HAM Dielukan, Tak Lebih Legitimati Kemaksiatan



Oleh : Ummu Hanif, Pemerhati Sosial Dan Keluarga

Hari HAM Sedunia diperingati setiap tahun di seluruh dunia pada 10 Desember. Hari ini dipilih karena bertepatan dengan diadopsinya Universal Declaration of Human Rights (UDHR) oleh Majelis Umum Perserikatan Bangsa-Bangsa (PBB) pada 10 Desember 1948 silam. Dengan demikian, sejarah Hari HAM Sedunia 10 Desember 2021 tak lepas dari ditetapkannya UDHR. UDHR menjadi pernyataan global pertama terkait hak asasi manusia. UDHR juga menjadi salah satu pencapaian besar PBB.
Mengutip laman Amnesty, UDHR mencakup beberapa hal seperti hak-hak politik, sipil, ekonomi, sosial, dan budaya. Deklarasi menguraikan 30 hak dan kebebasan yang menjadi milik setiap manusia. Deklarasi tersebut menjadi kekuatan untuk menegakkan konsep HAM di dunia. Hak-hak yang dimasukkan di dalamnya terus menjadi dasar hukum hak asasi manusia di dunia.
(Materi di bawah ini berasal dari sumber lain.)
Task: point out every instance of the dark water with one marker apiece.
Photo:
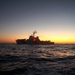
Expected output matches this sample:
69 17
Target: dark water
37 59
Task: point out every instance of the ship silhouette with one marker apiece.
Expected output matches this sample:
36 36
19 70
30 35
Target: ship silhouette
33 40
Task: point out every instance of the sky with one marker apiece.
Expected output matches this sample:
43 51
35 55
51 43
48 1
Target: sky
53 20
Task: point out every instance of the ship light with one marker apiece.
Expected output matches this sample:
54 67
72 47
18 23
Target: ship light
34 39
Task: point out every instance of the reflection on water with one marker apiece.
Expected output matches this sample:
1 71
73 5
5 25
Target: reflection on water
37 59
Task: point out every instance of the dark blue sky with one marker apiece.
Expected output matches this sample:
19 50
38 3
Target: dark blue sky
51 18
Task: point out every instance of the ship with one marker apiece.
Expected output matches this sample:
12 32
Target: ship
33 40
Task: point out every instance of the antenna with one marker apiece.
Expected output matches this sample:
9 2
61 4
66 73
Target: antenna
34 33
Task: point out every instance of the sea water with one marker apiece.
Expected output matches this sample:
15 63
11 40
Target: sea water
37 59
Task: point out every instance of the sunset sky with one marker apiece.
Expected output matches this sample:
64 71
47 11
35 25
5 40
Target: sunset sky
52 19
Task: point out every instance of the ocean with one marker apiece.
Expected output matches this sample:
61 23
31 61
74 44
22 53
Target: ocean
37 59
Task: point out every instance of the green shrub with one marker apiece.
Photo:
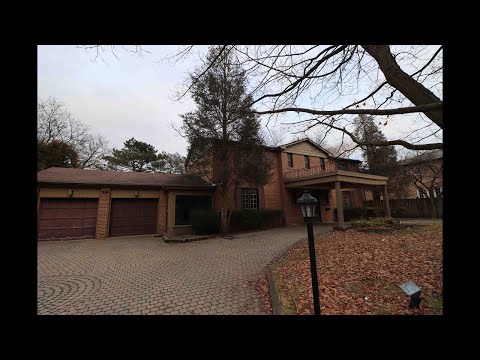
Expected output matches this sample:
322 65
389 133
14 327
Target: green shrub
379 221
352 213
399 212
252 219
204 221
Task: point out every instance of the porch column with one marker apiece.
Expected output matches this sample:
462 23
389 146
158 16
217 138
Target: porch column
385 201
338 193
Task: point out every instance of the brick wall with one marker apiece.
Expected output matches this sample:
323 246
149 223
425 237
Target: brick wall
273 190
162 218
103 214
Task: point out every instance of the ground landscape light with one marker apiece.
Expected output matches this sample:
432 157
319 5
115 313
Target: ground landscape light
414 291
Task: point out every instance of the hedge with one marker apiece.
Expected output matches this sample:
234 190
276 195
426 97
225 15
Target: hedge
205 221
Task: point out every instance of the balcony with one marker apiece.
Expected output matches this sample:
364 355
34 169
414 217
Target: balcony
314 170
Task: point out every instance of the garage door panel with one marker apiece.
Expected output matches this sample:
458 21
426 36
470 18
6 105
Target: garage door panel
133 217
66 213
67 218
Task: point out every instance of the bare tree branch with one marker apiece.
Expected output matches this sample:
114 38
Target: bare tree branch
404 110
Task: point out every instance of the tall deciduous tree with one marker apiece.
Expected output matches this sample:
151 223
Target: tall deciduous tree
170 163
136 156
226 147
56 123
56 154
380 160
382 80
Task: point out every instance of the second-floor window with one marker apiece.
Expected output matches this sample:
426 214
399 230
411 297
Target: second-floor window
249 198
322 164
342 165
438 192
306 158
422 194
347 198
290 160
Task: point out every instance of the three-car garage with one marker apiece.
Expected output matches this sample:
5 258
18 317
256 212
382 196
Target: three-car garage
80 204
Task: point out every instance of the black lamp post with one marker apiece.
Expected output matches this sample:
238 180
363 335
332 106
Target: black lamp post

Pemajuan Hak Asasi Manusia untuk Setiap Orang (Advancing Human Right for Everyone)” menjadi tema yang diangkat Direktorat Jenderal Hak Asasi Manusia RI untuk peringatan Hari HAM Sedunia ke-74 yang jatuh pada 10 Desember 2022. Tema ini sejalan dengan tema yang ditetapkan PBB, yakni “Dignity, Freedom, and Justice for All” yang artinya “Martabat, Kebebasan, dan Keadilan untuk Semua”.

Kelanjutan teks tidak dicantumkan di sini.